Meristic law, or that of tenure of property, first determines what every individual possesses by right, and secures it to him; and what he possesses by wrong, and deprives him of it. But it has a far higher provisory function: it determines what every man should possess, and puts it within his reach on due conditions; and what he should not possess, and puts this out of his reach conclusively.
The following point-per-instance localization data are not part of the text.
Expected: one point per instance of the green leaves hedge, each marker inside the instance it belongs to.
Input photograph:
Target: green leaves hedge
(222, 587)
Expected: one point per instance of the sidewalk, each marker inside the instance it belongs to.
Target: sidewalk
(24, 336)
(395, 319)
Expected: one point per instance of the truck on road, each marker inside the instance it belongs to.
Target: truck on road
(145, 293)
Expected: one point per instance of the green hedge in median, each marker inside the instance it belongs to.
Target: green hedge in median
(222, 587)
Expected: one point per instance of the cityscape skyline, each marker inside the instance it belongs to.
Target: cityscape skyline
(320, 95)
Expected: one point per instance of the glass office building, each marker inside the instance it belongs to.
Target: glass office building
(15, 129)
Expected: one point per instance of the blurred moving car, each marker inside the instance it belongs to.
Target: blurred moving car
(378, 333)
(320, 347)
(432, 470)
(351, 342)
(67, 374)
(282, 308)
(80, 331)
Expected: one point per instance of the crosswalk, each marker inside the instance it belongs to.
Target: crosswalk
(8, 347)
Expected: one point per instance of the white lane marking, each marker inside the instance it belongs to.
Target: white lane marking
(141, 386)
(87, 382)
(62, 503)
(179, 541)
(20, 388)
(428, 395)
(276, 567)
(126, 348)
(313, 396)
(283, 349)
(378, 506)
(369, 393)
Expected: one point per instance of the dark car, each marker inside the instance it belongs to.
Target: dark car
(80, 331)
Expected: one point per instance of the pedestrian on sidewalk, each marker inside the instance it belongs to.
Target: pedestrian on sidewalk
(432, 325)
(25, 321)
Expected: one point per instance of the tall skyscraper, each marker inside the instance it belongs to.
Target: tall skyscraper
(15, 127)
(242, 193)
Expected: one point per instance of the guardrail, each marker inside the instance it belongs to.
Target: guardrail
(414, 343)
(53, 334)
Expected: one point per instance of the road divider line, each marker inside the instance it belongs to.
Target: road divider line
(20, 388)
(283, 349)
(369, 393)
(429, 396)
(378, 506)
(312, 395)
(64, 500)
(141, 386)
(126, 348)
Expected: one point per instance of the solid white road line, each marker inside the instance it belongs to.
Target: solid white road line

Every article of human wealth has certain conditions attached to its merited possession, which, when they are unobserved, possession becomes rapine. The object of meristic law is not only to secure every man his rightful share (the share, that is, which he has worked for, produced, or received by gift from a rightful owner), but to enforce the due conditions of possession, as far as law may conveniently reach; for instance, that land shall not be wantonly allowed to run to waste, that streams shall not be poisoned by the persons through whose properties they pass, nor air be rendered unwholesome beyond given limits. Laws of this kind exist already in rudimentary degree, but needing large development; the just laws respecting the possession of works of art have not hitherto been so much as conceived, and the daily loss of national wealth, and of its use, in this respect, is quite incalculable.109 While, finally, in certain conditions of a nation's progress, laws limiting accumulation of property may be found expedient.

Critic law determines questions of injury, and assigns due rewards and punishments to conduct.110

Therefore, in order to true analysis of it, we must understand the real meaning of this word "injury."

We commonly understand by it any kind of harm done by one man to another; but we do not define the idea of harm; sometimes we limit it to the harm which the sufferer is conscious of, whereas much the worst injuries are those he is unconscious of; and, at other times, we limit the idea to violence, or restraint, whereas much the worse forms of injury are to be accomplished by carelessness, and the withdrawal of restraint.